The Italian is set to pair centre-forwards at Chelsea -- probably Diego Costa and Michy Batshuayi -- as he often has done, whether with Bari, Juventus or Italy. It is a break with Chelsea's past; for the past dozen years, their default shape has been a one-striker system. Since the early weeks of Jose Mourinho's first stint in charge, their only real (and mismatched) partnership occurred when Abramovich bought Andriy Shevchenko to partner Didier Drogba; even when the Ivorian and Nicolas Anelka played together, it was usually with the Frenchman on the right.

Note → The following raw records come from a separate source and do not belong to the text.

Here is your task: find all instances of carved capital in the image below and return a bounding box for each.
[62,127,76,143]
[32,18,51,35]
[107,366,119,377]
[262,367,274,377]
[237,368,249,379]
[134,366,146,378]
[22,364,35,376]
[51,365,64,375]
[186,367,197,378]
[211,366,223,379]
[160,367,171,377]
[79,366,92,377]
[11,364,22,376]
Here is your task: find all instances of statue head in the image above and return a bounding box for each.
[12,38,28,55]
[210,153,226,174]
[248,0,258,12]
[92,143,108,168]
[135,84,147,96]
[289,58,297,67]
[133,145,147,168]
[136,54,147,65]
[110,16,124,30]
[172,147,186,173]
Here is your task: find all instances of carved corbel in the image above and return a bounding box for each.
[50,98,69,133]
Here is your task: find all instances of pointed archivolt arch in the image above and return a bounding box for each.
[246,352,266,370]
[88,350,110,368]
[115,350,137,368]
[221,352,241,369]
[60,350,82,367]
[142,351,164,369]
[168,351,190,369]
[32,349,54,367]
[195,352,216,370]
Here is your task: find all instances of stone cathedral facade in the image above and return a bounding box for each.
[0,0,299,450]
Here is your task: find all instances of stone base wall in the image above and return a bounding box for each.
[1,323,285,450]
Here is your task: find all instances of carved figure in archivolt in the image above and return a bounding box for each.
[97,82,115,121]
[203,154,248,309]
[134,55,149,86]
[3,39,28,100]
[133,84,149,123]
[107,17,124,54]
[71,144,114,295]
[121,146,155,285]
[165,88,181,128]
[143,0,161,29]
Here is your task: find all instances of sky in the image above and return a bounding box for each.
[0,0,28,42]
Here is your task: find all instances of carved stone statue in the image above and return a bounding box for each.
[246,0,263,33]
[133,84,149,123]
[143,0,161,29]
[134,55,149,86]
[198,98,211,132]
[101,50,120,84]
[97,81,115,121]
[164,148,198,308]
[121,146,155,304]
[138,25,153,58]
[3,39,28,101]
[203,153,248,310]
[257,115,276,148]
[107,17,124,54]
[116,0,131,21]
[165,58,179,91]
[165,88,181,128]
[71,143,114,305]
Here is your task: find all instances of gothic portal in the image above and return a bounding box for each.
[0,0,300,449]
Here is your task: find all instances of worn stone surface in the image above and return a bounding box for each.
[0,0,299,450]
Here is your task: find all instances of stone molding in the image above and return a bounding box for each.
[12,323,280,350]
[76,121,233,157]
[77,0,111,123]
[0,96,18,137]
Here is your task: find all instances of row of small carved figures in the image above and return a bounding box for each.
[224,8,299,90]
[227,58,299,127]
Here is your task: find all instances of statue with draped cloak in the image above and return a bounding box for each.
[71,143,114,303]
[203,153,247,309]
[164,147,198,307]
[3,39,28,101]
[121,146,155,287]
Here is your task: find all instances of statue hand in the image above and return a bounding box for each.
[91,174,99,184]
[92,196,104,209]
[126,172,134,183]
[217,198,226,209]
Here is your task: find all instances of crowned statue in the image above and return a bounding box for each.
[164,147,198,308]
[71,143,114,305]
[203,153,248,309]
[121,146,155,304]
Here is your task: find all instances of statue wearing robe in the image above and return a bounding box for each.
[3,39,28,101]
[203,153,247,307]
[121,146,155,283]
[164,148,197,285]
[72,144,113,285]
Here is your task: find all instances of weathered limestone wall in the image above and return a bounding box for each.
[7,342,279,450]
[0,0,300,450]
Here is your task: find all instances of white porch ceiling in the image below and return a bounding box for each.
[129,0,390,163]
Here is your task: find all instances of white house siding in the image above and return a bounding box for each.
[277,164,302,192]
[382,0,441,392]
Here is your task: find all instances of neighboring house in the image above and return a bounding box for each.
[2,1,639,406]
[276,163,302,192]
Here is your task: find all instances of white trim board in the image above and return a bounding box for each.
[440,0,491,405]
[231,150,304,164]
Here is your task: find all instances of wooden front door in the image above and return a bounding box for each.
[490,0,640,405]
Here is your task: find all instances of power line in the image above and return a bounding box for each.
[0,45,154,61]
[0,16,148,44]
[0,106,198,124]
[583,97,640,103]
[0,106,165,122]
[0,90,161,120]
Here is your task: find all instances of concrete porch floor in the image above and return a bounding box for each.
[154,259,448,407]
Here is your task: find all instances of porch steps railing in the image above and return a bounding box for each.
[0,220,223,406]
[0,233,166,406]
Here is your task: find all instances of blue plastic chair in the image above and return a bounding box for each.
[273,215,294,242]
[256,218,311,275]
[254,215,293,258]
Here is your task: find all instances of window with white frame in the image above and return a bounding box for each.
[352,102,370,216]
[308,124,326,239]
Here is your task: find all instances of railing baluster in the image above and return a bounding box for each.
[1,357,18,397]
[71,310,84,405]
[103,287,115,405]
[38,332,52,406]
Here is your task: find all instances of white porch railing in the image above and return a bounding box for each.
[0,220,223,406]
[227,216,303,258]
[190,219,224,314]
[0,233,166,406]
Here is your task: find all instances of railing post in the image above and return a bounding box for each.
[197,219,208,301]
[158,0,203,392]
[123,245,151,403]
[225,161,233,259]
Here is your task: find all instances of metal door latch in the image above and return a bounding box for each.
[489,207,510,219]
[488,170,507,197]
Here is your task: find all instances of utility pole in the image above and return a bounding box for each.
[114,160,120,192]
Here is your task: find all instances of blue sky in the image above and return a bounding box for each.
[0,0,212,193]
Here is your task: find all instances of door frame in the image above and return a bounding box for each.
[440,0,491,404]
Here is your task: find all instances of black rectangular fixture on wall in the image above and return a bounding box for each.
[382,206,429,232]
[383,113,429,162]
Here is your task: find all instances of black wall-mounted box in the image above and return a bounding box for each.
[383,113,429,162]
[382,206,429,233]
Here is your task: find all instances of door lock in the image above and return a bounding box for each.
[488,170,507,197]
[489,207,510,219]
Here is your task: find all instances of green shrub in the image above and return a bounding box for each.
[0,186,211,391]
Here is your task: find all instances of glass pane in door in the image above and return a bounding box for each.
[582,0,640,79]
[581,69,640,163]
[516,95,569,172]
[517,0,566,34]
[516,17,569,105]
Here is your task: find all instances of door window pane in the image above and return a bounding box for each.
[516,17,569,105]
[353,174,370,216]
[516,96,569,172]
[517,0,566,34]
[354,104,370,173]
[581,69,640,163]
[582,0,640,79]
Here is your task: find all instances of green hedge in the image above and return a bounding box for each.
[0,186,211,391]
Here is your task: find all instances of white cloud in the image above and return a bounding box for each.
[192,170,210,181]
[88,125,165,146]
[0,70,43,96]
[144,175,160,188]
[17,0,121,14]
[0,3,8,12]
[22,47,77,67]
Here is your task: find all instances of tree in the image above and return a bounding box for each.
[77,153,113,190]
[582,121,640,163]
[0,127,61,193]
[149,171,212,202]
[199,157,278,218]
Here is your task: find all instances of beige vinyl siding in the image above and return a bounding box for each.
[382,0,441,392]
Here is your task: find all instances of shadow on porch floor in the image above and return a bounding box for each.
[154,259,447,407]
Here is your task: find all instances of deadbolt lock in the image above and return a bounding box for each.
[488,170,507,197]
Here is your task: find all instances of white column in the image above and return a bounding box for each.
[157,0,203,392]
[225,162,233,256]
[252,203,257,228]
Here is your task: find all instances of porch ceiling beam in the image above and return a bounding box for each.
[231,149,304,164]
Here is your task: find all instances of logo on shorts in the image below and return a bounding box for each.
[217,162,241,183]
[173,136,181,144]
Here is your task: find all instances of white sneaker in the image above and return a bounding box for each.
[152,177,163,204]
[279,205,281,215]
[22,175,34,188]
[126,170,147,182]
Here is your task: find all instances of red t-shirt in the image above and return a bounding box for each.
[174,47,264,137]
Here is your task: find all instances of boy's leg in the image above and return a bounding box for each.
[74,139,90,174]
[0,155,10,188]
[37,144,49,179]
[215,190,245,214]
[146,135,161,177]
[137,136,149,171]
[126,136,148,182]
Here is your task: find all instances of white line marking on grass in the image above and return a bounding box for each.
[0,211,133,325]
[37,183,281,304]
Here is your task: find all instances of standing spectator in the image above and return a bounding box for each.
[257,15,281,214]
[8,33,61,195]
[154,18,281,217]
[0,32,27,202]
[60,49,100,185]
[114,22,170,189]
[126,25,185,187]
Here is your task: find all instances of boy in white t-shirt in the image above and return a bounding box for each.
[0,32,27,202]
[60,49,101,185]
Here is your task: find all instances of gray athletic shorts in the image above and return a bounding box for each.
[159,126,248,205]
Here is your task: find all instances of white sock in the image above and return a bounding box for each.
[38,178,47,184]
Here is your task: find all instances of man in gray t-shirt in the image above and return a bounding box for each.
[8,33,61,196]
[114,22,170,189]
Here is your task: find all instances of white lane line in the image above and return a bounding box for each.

No side has won the English title while regularly selecting three centre-backs since Arsenal in 1989, and while his Juventus and Italy sides usually played 3-5-2, Conte now seems intent on preferring a 4-4-2 that can be described as 4-2-4; it was the formation he favoured at Bari. Having largely eschewed wingers in the subsequent five years, he will now select two. Conte called himself a "tailor" at his first press conference at Stamford Bridge but is now "anglicising" himself, tailoring his principles to his surroundings. "I adapt my idea of football to my players, not adapt my players in my idea of football," he told ESPN FC this week.
Conte's system may prompt comparisons with the reigning champions, Leicester, and not just because N'Golo Kante is a common denominator. Yet while Claudio Ranieri has proved it is possible to prosper with what had seemed a discredited tactic, Kante's energy can compensate for a numerical disadvantage. And the 4-4-2 offers a defensive structure that can limit a strategist's options.
Conte's Italy were wonderfully flexible, adapting their shape anywhere from 3-3-4 in possession to 4-4-2 without the ball, but as an out-and-out formation it can be harder to create overloads in midfield or get players in space between the lines, whether vertical or horizontal. It was that, as much as anything else, that enabled Italy to outwit and outmanoeuvre more talented teams who used a specialist holding midfielder and roving box-to-box midfielders. Conte may have restricted his options to be clever.
Perhaps he is trying to be more English than the English; Guardiola, too, is suggesting that his Dutch-influenced, Spanish passing game will be more British than his previous teams. With only two central midfielders, it is safe to assume Chelsea will have less possession than City. A shared feature that should appeal to Premier League crowds should be their work rate: Guardiola's pressing game requires it while Conte's Chelsea, particularly in the absence of European football, ought to be fit enough to outrun opponents.
There will be an emphasis on the physical, yet Guardiola and Conte are managers with a focus on the technical and the tactical. They have devised schemes to win Serie A, La Liga and the Bundesliga. It is very possible one will secure the Premier League, but it will be interesting to see how native or how foreign their winning ideas will be.